The Cyprus government, based on an unprecedented extreme right narrative, has developed an “Action Plan on migration”, which aims to prevent refugees from coming to Cyprus, to the effective exclusion of a large number of refugees from the right to effective legal remedy, the enclosure of asylum seekers in closed detention centres and the forced return of migrants and refugees to their countries of origin.
It has repeatedly interconnected refugees with terrorism and public safety as well as with Turkey, the perennial enemy, in the context of a narrative about its organised efforts to change the demographic character of Cyprus by channeling refugees to Cyprus, a narrative that is well received by extreme right and racist forces, instead of responsibly informing and sensitising its citizens and society about asylum and to explain that no human being leaves their country if there is no serious reason compelling them to do so.

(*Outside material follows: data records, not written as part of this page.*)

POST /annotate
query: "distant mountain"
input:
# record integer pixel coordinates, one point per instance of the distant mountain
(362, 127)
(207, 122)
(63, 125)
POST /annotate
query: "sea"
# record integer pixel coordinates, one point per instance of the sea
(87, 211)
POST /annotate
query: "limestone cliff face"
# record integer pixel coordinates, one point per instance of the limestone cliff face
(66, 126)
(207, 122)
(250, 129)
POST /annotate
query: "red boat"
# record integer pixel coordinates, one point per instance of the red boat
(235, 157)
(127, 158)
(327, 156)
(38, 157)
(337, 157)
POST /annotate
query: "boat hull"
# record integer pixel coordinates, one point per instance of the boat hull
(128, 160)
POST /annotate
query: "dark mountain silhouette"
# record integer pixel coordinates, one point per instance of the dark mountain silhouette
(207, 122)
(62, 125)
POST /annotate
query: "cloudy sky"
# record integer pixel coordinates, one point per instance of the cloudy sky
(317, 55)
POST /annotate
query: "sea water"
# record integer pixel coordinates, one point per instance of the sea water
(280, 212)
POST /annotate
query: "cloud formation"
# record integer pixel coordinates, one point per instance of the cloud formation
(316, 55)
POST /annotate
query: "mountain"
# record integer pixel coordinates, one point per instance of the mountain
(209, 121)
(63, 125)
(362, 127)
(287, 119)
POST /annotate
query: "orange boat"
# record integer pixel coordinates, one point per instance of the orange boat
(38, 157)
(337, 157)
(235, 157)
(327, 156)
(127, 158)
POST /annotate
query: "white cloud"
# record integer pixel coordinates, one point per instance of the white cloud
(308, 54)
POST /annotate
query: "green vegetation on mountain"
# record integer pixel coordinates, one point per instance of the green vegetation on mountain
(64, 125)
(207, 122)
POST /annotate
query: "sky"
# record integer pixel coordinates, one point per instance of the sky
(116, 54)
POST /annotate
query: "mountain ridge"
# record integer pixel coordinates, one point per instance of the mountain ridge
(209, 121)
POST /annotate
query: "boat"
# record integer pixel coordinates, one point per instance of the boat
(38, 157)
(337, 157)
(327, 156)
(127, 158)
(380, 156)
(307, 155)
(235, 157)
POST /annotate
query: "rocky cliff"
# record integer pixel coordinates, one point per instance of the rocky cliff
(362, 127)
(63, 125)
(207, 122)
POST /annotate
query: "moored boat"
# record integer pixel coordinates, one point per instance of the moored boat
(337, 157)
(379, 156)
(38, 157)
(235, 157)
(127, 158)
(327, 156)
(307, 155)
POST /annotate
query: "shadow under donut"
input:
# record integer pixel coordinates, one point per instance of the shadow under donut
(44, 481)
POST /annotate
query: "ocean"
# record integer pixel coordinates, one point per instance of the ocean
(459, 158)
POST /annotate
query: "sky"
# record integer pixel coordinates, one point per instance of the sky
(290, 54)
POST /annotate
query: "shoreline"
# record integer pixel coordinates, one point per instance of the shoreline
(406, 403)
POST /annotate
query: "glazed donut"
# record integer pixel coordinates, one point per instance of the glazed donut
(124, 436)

At the same time, the Cyprus government has unleashed a relentless war of fake news, defamation and criminalisation of the action of NGOs engaged in the area of migration and asylum, creating thus fertile ground in society for their targeting and demonization.
In view of many of its member states having adopted the above policies and rhetoric, the E.U. seems unable to face up to the challenges of asylum and to maintain and strengthen the principles on which it is based –equality, the rule of law and respect of human rights, either by tolerating the violations of European law by its member states and/or through the adoption of policies that undermine these principles, such as the agreement between the E.U. and Turkey, which has recently been updated.
Today is the day we must once again declare and emphasise the necessity for resistance to all the above and the necessity to declare clearly our commitment to intensifying the struggle against racism and xenophobia, against nationalism and neo-nazism. Today is the day we, as a society, must declare our commitment to the principles of the rule of law, equality and human rights but also our support and solidarity to migrant and refugee communities, the most vulnerable groups of our fellow human beings to the scourge of racism and xenophobia.